Via whole-exome sequencing and Sanger sequencing of the proband and her mother, we identified a novel heterozygous mutation (ENST00000251020: c.1428_1429insT, p. K478QfsX38) of SALL1 in the proband and her father who presented TBS phenotypes, and we also detected a new homozygous mutation [ENST00000266688: c.1057_1057delC, p. L353SfsX8)] of PTPRQ in the proband's mother and uncle, who suffered from nonsyndromic hearing loss. Both mutations were located in the conserved sites of the respective protein and were predicted to be deleterious by informatics analysis.

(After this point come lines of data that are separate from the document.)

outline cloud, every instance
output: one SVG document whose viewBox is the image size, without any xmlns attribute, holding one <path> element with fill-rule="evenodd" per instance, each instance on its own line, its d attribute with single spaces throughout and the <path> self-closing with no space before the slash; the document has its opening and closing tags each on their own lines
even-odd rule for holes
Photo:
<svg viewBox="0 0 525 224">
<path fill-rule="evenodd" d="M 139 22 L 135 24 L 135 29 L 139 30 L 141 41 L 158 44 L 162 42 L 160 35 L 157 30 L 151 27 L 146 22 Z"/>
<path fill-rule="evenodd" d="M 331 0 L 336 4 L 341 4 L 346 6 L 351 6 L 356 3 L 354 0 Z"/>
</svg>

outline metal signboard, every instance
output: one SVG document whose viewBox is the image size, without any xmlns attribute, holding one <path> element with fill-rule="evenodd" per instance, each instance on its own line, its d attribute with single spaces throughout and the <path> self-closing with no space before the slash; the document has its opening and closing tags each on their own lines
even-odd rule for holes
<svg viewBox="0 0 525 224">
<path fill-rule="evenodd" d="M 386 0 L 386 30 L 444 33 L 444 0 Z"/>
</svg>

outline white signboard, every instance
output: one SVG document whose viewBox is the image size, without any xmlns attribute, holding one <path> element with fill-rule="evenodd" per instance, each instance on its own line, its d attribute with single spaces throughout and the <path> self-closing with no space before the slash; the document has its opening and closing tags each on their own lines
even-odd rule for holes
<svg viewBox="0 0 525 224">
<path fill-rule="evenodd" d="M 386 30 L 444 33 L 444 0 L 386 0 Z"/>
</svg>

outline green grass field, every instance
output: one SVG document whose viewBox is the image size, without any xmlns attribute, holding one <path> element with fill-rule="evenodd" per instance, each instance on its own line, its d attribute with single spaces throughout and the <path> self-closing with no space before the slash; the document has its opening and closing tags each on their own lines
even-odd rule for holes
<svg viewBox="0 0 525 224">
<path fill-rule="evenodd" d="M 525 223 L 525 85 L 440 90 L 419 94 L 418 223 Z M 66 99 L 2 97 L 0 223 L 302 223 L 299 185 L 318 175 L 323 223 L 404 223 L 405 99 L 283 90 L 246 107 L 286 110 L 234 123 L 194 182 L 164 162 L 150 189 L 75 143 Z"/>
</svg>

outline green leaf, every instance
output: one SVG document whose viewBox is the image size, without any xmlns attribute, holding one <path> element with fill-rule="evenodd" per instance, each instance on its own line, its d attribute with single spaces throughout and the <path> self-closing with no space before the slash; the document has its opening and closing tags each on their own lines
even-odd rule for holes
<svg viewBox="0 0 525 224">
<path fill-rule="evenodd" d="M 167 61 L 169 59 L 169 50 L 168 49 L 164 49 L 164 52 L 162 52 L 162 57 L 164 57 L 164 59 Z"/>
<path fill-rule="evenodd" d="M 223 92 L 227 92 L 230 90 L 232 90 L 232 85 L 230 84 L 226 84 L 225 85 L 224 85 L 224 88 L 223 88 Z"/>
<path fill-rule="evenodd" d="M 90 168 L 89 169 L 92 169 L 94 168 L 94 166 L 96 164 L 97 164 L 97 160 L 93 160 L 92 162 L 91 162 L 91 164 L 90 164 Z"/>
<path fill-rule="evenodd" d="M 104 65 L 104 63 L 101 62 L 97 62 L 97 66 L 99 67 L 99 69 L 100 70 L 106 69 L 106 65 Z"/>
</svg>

This study confirmed the diagnosis of TBS at the molecular level and expanded the spectrum of SALL1 mutations and PTPRQ mutations. Our study may contribute to the clinical management and genetic counselling of TBS and hearing loss.
先前的研究表明,Spalt Like 转录因子 1(SALL1)的突变是导致 Townes-Brocks 综合征(TBS)的原因,TBS 是一种罕见的遗传疾病,其特征为肛门闭锁、耳部发育不良、拇指畸形和其他异常,如听力损失、足部畸形、伴有或不伴有肾脏畸形的肾功能损害、泌尿生殖系统畸形和先天性心脏病。此外,蛋白酪氨酸磷酸酶受体 Q 型(PTPRQ)基因已在常染色体隐性或常染色体显性遗传模式的非综合征性听力损失患者中被鉴定出来。
本研究纳入了一个有 TBS 和听力损失的中国家庭。先证者为一名两个月大的女婴,患有先天性肛门闭锁伴直肠会阴瘘、室间隔缺损、动脉导管未闭、肺动脉高压(PH)和手指畸形。先证者的父亲也有外耳畸形伴耳聋、脚趾畸形和 PH,但肛门正常。进一步的调查发现,先证者的母亲患有非综合征性听力损失,且先证者母亲的父母是近亲结婚。应用全外显子组测序和 Sanger 测序检测 TBS 和非综合征性听力损失的遗传病变。
通过对先证者及其母亲进行全外显子组测序和 Sanger 测序,我们在先证者及其父亲中发现了 SALL1 的一个新的杂合突变(ENST00000251020:c.1428_1429insT,p. K478QfsX38),他们表现出 TBS 表型,并且我们还在先证者的母亲和叔叔中检测到 PTPRQ 的一个新的纯合突变[ENST00000266688:c.1057_1057delC,p. L353SfsX8)],他们患有非综合征性听力损失。这两个突变都位于相应蛋白的保守位点,通过信息学分析预测为有害突变。
本研究在分子水平上证实了 TBS 的诊断,并扩展了 SALL1 突变和 PTPRQ 突变的谱。我们的研究可能有助于 TBS 和听力损失的临床管理和遗传咨询。